Poursuite des réformes :
Le rapport présente plusieurs recommandations, notamment que les États-Unis devraient poursuivre les réformes du système actuel, comme la réécriture des règles de subvention pour mieux refléter les réalités politiques et économiques actuelles, l’amélioration de la transparence et l’application de sanctions en cas de non-conformité. Les pays devraient être encouragés à divulguer leurs politiques de subventions en utilisant l’incitation de la « sphère de sécurité » pour les subventions correctement notifiées, et des sanctions devraient être appliquées à ceux qui ne fournissent pas de notifications en temps opportun.
En outre, il est essentiel d’établir des lignes directrices claires sur ce qui doit être notifié en tant que subvention, et les sanctions devraient être renforcées en cas de non-respect des règles internationales en matière de subventions. Le rapport suggère également de tirer parti de l’approche de l’Union européenne pour lutter contre les violations des règles de subventionnement. Un comité de l’OMC a estimé que les subventions devraient être intégralement remboursées.

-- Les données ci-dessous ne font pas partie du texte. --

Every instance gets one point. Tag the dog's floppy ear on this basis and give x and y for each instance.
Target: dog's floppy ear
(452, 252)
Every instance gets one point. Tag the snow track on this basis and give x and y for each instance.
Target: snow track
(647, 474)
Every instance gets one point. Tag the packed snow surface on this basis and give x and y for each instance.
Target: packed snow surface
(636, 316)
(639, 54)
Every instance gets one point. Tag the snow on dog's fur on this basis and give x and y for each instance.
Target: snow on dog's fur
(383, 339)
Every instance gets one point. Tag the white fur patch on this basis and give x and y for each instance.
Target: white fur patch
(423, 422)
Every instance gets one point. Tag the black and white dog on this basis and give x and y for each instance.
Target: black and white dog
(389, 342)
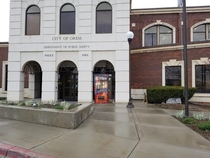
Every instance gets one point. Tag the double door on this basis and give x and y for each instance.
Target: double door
(68, 86)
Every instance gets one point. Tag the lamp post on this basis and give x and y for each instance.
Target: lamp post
(130, 36)
(185, 59)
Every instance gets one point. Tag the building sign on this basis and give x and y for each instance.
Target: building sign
(65, 46)
(67, 38)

En conclusion, le rapport note que les détracteurs du système de subventions internationales sont divisés en deux camps : l’un considère que les règles actuelles sont inflexibles, limitant les actions gouvernementales pour résoudre les problèmes politiques urgents, tandis que l’autre estime que les règles ne sont pas assez strictes pour prévenir les guerres de subventions ou les conflits commerciaux. Le rapport suppose que les deux points de vue sont valables et cherche donc un terrain d’entente, d’autant plus que les grandes économies adoptent de plus en plus de politiques industrielles pour répondre à des préoccupations mondiales telles que le changement climatique, les pandémies, la compétitivité locale et la résilience de la chaîne d’approvisionnement.

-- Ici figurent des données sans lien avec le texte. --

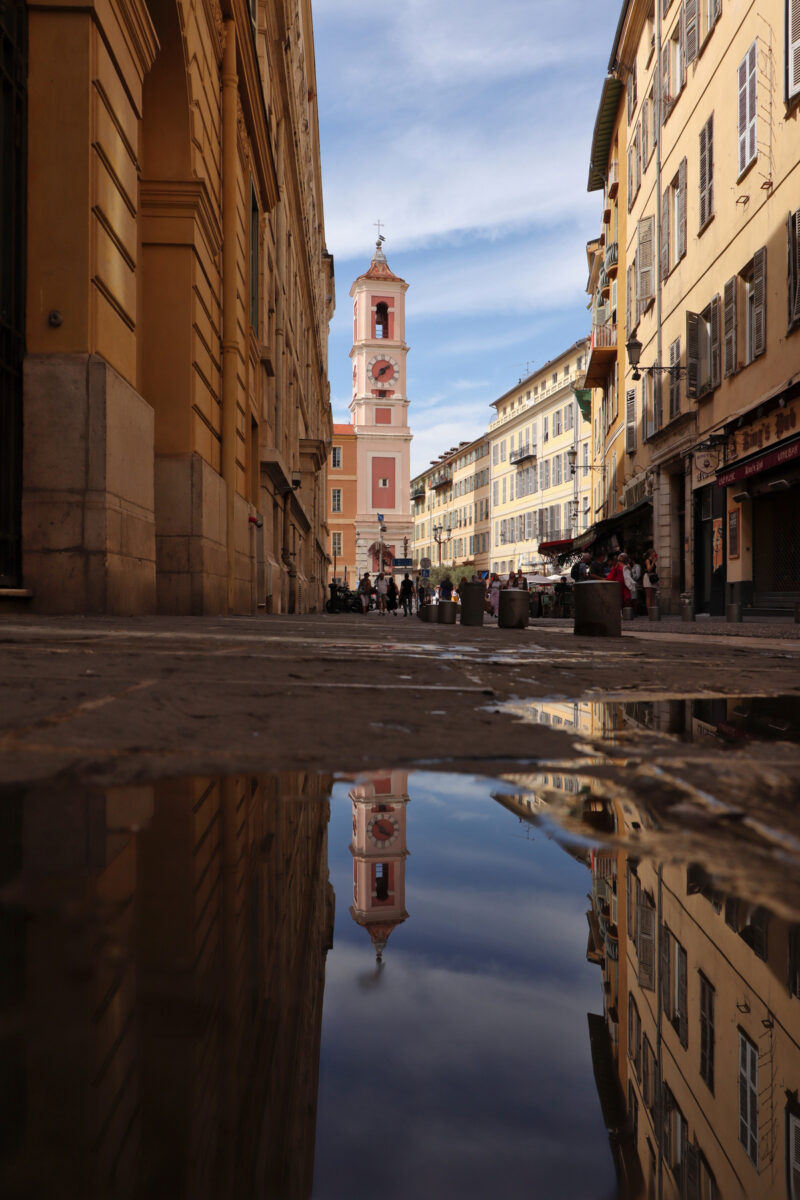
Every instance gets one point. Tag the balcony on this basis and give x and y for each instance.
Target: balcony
(523, 454)
(602, 354)
(440, 478)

Le rapport se concentre sur trois objectifs : faire la distinction entre les bonnes et les mauvaises subventions, encourager les pays à divulguer leurs subventions et améliorer l’application de la loi grâce à des incitations à la conformité et à des sanctions en cas de non-conformité. Le message est que, plutôt que d’éviter l’OMC, ses règles et ses outils peuvent être mieux utilisés pour atteindre les résultats souhaités. En outre, les États-Unis devraient diriger les efforts visant à remodeler les règles mondiales afin de mieux servir leurs intérêts et les réalités changeantes du système commercial international, en répondant à leur double préoccupation concernant la concurrence avec la Chine et la lutte contre le changement climatique.